Il claim che meglio sintetizza le tematiche svolte nelle sessioni del programma potrebbe essere "Pensare globale, agire locale". Infatti, difendere e sostenere l'economia locale e la tradizione agroalimentare e quindi gastronomica italiana significa valorizzare e promuovere i prodotti tipici di qualità. Questi gli obiettivi da centrare per vincere la sfida verso una agguerrita concorrenza internazionale in epoca, appunto, della galoppante globalizzazione, ancorché delle tante contraffazioni che vengono perpetrate ai nostri prodotti alimentari. Per tacere dei vini.
"Le regioni italiane e quindi anche la Sicilia - ha detto Franco Iseppi, che ha coordinato il Comitato scientifico del convegno - non possono competere sul mercato mondiale con grandi volumi, sia per carenza di strutture produttive e distributive adeguate, sia per i condizionamenti delle leggi comunitarie". Un alito d'ottimismo è venuto da Roberto Ruozi, presidente del Touring Club Italiano che dal suo privilegiato osservatorio ha affermato di registrare una crescita della domanda dei prodotti di qualità. "L'agroalimentare, unitamente al turismo, è un comparto forte dell'economia italiana, ancora parecchio sottovalutato, che merita d'essere valorizzato al massimo".
Territorio e prodotti necessitano però di robuste tutele internazionali. Concetto sottolineato da Paolo De Castro, presidente di Qualivita: "Senza un'efficace tutela quel legame fondamentale che unisce produzione e tipicità del territorio non è attualmente garantito fuori dell'Europa". Se all'interno della Ue la protezione è sufficientemente garantita dai marchi dop, igp, docg e doc, protetti dalle normative comunitarie, nel resto del mondo la forbice dei controlli è di gran lunga più ampia.
Ne sanno qualcosa, ad esempio, al Consorzio del Parmigiano-Reggiano e al Consorzio del Prosciutto di Parma che al convegno hanno soltanto accennato alle infinite imitazioni cui i loro prodotti sono soggetti, alcune delle quali d'una sfrontatezza inaudita.
La strategia vincente per difendere l'agroalimentare italiano, attanagliato tra contraffazione e globalizzazione, è quindi la collaborazione. Si sono trovati d'accordo sia i testimoni della produzione locale di qualità sia i protagonisti della grande distribuzione convenendo sulla necessità primaria di un lavoro sinergico di informazione e tutela. D'altronde anche la Gdo , lo ha affermato un rappresentante di Auchan, è perfettamente allineata a questo concetto.
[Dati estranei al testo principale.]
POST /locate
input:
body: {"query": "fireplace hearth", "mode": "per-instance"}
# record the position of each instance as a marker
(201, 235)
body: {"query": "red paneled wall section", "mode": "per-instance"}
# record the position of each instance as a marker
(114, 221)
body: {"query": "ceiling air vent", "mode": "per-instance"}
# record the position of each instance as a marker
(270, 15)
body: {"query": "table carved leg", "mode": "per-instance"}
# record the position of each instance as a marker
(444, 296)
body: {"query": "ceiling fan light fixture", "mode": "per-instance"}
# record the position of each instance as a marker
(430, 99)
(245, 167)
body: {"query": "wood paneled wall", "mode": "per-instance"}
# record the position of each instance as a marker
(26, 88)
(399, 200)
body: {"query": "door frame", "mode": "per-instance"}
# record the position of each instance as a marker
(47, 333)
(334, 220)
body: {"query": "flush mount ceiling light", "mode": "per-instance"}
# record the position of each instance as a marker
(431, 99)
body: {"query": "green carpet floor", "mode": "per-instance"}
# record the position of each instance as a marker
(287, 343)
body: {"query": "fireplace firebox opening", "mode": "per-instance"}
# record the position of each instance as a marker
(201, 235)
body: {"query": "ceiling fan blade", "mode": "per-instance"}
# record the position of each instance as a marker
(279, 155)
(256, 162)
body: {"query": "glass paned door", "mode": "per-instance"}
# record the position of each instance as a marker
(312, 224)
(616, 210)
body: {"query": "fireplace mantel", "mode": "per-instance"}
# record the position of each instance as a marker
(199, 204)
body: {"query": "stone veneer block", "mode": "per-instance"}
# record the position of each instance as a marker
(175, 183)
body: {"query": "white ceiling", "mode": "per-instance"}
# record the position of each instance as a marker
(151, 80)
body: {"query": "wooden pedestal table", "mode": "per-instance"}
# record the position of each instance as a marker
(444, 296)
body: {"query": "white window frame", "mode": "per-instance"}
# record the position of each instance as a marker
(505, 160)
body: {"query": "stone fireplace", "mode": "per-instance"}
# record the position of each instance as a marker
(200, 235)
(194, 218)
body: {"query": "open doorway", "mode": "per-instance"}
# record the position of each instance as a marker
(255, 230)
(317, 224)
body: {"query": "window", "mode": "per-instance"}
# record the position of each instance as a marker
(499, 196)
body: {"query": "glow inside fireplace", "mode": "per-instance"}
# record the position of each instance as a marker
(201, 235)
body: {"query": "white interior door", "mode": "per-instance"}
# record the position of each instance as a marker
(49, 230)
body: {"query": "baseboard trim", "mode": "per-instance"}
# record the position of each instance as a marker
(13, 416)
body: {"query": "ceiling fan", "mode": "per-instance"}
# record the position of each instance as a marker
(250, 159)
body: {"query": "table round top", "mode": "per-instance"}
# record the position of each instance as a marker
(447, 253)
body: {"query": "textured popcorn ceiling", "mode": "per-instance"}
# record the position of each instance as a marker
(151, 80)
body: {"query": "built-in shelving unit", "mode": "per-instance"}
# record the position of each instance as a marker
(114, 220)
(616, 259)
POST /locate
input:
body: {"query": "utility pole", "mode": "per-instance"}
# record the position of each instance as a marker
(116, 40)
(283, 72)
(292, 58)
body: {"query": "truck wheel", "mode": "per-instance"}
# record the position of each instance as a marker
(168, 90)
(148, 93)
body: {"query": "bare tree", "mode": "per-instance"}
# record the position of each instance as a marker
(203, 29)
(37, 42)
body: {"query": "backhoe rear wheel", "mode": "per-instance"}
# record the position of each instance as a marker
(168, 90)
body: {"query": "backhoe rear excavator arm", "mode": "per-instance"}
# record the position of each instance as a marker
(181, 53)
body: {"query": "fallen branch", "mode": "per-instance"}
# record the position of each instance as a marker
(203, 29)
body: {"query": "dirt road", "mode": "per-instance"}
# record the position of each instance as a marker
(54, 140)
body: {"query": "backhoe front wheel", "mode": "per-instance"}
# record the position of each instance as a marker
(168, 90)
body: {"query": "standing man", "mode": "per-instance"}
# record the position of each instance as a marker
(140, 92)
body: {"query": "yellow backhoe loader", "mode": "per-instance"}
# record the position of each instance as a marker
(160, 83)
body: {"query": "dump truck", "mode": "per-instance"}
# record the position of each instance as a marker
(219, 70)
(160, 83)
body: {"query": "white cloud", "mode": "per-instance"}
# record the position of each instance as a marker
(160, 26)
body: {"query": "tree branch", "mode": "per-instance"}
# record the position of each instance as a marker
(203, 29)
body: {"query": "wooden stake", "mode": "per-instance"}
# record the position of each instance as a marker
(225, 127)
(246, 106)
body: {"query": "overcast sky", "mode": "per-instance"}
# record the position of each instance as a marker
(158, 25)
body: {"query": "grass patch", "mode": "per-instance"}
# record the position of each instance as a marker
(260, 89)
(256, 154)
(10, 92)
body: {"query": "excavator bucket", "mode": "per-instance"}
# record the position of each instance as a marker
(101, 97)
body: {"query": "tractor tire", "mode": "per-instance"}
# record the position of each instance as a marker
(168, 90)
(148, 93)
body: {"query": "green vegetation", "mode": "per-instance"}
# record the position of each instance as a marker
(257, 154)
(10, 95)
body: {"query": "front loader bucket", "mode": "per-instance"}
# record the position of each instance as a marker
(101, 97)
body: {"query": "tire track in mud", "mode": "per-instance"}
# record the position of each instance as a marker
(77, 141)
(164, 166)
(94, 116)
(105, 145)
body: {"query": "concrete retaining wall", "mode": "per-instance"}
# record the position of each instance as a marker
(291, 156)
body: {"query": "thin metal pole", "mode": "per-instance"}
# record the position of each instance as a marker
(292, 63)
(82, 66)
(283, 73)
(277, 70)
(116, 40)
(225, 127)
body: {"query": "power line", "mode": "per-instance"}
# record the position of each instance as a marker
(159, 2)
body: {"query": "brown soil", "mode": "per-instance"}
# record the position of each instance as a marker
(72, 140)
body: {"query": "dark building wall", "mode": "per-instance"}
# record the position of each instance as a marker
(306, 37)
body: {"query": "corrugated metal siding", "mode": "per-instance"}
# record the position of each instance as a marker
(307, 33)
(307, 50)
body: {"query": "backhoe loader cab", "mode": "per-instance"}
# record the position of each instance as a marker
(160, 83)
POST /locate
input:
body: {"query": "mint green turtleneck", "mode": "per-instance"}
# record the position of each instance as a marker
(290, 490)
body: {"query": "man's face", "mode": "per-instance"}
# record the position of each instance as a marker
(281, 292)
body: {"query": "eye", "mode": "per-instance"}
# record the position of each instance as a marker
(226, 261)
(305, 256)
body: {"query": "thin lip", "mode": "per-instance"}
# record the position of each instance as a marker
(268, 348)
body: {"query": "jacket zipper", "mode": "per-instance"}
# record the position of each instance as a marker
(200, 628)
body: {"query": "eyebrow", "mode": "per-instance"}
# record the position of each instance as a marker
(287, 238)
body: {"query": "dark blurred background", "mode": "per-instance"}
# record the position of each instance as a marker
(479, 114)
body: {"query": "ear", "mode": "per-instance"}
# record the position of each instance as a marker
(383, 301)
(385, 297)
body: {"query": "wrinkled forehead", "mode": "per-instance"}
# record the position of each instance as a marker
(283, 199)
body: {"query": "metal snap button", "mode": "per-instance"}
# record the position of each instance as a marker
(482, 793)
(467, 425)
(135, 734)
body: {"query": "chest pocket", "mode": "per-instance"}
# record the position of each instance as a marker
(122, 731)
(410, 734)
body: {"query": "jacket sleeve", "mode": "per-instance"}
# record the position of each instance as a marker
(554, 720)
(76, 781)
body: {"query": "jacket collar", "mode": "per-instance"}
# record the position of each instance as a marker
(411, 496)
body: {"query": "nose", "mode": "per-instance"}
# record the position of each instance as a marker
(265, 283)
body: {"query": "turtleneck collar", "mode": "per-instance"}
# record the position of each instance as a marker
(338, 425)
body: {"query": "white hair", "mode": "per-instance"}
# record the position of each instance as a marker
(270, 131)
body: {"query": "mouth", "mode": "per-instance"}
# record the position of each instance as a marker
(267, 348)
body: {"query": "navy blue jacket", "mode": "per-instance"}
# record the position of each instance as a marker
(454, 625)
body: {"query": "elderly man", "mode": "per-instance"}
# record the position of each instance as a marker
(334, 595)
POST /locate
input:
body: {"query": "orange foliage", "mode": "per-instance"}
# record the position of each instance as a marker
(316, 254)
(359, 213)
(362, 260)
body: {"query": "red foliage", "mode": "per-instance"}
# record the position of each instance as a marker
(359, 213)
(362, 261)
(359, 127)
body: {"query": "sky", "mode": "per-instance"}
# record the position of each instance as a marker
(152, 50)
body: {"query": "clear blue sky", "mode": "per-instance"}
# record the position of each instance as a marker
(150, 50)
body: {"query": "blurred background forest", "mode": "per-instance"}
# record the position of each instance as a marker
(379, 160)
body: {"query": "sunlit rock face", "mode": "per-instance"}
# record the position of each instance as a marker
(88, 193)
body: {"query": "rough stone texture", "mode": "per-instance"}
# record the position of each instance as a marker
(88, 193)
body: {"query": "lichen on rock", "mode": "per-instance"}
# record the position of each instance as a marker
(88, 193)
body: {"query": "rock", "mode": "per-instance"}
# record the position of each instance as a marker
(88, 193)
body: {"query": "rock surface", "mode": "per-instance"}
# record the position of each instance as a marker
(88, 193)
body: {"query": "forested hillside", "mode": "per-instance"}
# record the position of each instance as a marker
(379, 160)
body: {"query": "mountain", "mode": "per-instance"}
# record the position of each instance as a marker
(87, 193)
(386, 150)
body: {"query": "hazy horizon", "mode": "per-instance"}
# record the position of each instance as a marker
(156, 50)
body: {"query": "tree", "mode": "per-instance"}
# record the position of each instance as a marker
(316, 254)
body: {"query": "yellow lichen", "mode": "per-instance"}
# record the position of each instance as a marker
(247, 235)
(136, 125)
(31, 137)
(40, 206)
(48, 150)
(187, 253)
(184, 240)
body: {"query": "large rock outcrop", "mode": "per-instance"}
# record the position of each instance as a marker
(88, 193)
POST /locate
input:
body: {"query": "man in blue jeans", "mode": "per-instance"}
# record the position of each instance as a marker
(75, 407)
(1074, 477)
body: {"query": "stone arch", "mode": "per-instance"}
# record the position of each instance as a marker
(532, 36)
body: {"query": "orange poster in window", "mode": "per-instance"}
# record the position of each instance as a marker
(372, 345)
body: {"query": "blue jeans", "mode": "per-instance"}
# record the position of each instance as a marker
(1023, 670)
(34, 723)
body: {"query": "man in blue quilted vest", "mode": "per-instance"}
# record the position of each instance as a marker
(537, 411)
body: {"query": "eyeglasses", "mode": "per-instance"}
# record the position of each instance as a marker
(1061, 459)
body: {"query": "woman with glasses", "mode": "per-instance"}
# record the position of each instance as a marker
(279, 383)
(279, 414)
Roberta Silva del colosso Kraft ha spiegato che anche le multinazionali danno importanza alle produzioni territoriali regionali. Il punto forte è comunque la brandizzazione, occorrono marchi evidenti e riconoscibili del prodotto italiano di qualità. Il simpatico David Biltchick, che oltre vent'anni fa ha traghettato negli Usa il prosciutto di Parma, ha posto l'accento sulla necessità di trovare e applicare sinergie comuni: "Come nel caso, appunto, del consorzio di Parma che ha messo insieme diversi produttori per commercializzare il più famoso prosciutto crudo del mondo". Al convegno, il mondo del vino era rappresentato da Mauro Lunelli, che per i non addetti significa spumante Ferrari, il quale ha voluto ricordare come in un quarantennio si è passati dal concetto vino-alimento a quello di vino-piacere sensoriale. Perciò, chiosava "oggi servono scelte di qualità e di rapporti ampi".
Ancora di vino ma di rapporti di collaborazione hanno parlato anche Luigi Soini, boss della Cantina produttori Cormons e Peter Molnar, vitivinicoltore ungherese, proponendo un accordo tra Tocai friulano e Tocaji ungherese, che possa essere d'esempio alle altre nazioni.
Ha concluso il convegno Innocenzo Leontini, assessore all'Agricoltura della Regione Sicilia che ha fatto una panoramica sulla realtà agroalimentare dell'isola, le sue notevoli potenzialità e gli oggettivi vincoli strutturali (e non solo), che ne soffocano lo sviluppo.